The area includes the Gulf, the Arabian Sea, the Red Sea, the Gulf of Aden, Gulf of Oman and parts of the Indian Ocean.

A Pentagon official said there was a possibility the Navy could go down to one carrier in the region.

The United States sent a second carrier to the Gulf at the start of this year. U.S. officials said that move was designed to reassure U.S. allies concerned about Iran's increasing influence in the region.

In May, a flotilla of U.S. warships sailed through the Gulf to hold exercises off Iran's coast in a major show of force that unnerved oil markets.

The U.S. Navy said in a statement that the Enterprise would provide "navy power to counter the assertive, disruptive and coercive behaviour of some countries," and take part in anti-submarine, anti-surface, anti-mine, air and missile defence and air strike operations.

"These operations are not specifically aimed at Iran... We consider this time unprecedented in terms of the amount of insecurity and instability in the region," Navy spokeswoman Denise Garcia said, citing tensions in Somalia, Lebanon, Iraq and Afghanistan.

The West suspects Iran of secretly seeking to build a nuclear bomb and wants Tehran to suspend uranium enrichment activities.
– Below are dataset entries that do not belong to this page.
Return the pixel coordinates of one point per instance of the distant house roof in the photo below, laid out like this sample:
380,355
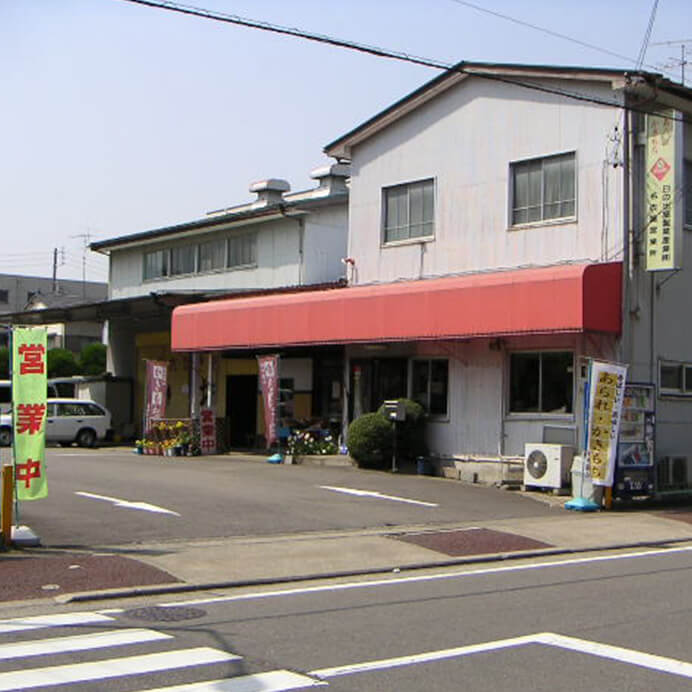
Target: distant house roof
516,74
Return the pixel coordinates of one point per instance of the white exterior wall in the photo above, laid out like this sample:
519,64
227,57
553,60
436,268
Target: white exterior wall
465,139
278,257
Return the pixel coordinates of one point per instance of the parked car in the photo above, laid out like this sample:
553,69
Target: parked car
68,420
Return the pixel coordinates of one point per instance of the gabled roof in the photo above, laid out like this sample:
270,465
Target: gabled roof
516,74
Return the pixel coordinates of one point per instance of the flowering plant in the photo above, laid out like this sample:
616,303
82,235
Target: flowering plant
303,442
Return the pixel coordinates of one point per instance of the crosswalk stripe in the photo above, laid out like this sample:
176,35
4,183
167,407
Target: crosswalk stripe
112,668
41,621
80,642
273,681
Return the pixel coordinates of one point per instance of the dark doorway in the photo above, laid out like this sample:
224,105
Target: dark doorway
241,410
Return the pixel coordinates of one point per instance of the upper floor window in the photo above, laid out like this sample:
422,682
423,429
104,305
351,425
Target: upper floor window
212,255
182,260
409,211
543,189
242,250
687,198
155,264
541,382
675,379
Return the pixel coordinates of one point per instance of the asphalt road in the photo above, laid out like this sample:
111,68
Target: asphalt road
612,622
205,497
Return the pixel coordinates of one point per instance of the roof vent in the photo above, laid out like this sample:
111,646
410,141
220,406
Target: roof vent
269,191
332,178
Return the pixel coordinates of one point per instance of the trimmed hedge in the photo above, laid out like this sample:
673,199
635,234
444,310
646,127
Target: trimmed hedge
370,437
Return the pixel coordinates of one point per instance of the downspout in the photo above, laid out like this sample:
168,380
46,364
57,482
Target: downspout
627,244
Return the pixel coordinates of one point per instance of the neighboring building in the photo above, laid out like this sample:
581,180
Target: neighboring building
19,294
497,241
281,241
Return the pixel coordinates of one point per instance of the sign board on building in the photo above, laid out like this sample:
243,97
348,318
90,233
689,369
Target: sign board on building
606,392
664,193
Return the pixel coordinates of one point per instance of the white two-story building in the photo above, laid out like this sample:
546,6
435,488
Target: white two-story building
280,241
499,237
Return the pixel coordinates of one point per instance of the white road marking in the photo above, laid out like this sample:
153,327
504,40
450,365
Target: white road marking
81,642
127,504
613,653
395,581
41,621
379,496
112,668
273,681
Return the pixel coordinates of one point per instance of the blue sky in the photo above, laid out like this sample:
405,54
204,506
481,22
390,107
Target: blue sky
119,118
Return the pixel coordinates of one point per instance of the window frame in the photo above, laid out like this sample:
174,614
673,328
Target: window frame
237,238
384,242
543,221
539,413
685,390
429,361
166,254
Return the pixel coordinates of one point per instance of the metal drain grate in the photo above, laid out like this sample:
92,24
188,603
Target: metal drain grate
160,614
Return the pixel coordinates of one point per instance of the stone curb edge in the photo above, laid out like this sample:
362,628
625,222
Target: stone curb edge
132,592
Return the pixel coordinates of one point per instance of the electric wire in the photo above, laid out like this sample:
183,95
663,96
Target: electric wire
461,67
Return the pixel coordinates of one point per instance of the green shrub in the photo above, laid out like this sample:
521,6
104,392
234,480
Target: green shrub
370,441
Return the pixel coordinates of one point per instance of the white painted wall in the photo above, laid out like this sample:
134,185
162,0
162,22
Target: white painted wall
278,257
465,139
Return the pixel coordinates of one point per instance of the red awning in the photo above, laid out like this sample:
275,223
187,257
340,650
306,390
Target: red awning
565,298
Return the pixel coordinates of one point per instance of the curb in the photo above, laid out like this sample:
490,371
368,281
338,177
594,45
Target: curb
110,594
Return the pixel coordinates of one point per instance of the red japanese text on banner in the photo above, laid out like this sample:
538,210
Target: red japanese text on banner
29,385
269,382
155,395
605,409
207,431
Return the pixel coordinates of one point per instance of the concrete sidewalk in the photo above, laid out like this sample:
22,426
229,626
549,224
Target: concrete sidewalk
225,563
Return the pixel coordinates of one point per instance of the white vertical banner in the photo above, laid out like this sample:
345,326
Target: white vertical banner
606,393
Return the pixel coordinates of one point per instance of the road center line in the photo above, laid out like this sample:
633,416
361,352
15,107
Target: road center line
127,504
614,653
375,494
396,581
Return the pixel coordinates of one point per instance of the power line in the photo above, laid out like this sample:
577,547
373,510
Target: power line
383,52
549,32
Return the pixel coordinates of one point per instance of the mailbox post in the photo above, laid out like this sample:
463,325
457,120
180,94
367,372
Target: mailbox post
395,411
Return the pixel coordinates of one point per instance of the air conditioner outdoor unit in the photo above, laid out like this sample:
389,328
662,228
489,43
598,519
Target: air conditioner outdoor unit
547,465
674,473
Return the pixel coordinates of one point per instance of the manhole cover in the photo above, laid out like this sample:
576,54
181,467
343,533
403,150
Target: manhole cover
159,614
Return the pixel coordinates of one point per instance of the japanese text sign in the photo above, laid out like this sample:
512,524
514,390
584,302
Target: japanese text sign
156,388
607,387
663,197
29,386
269,382
207,431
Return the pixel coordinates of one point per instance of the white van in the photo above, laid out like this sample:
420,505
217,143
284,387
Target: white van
67,420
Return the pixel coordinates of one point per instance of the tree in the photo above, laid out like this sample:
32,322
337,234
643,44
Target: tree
4,363
92,359
61,363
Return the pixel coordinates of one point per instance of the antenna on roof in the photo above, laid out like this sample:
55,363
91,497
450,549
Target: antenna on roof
647,37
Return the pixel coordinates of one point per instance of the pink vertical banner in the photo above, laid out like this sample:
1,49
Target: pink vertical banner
155,393
207,431
269,383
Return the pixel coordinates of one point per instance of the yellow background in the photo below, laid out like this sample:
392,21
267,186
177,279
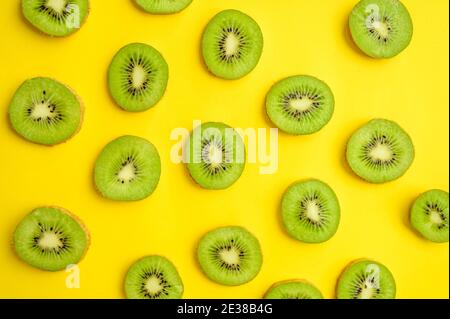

Tehran insists its atomic ambitions are peaceful.

Earlier this month, commercial satellite imagery showed Iran was building a tunnel facility inside a mountain near a key nuclear complex -- a move nuclear analysts said could be an attempt to protect nuclear activity from aerial attack.

Tension over Tehran's nuclear ambitions has raised regional fears of a military confrontation. Iran has dismissed previous U.S. drills off its coast as morale-boosting exercises, and has said it had missiles that could sink big war ships in the Gulf.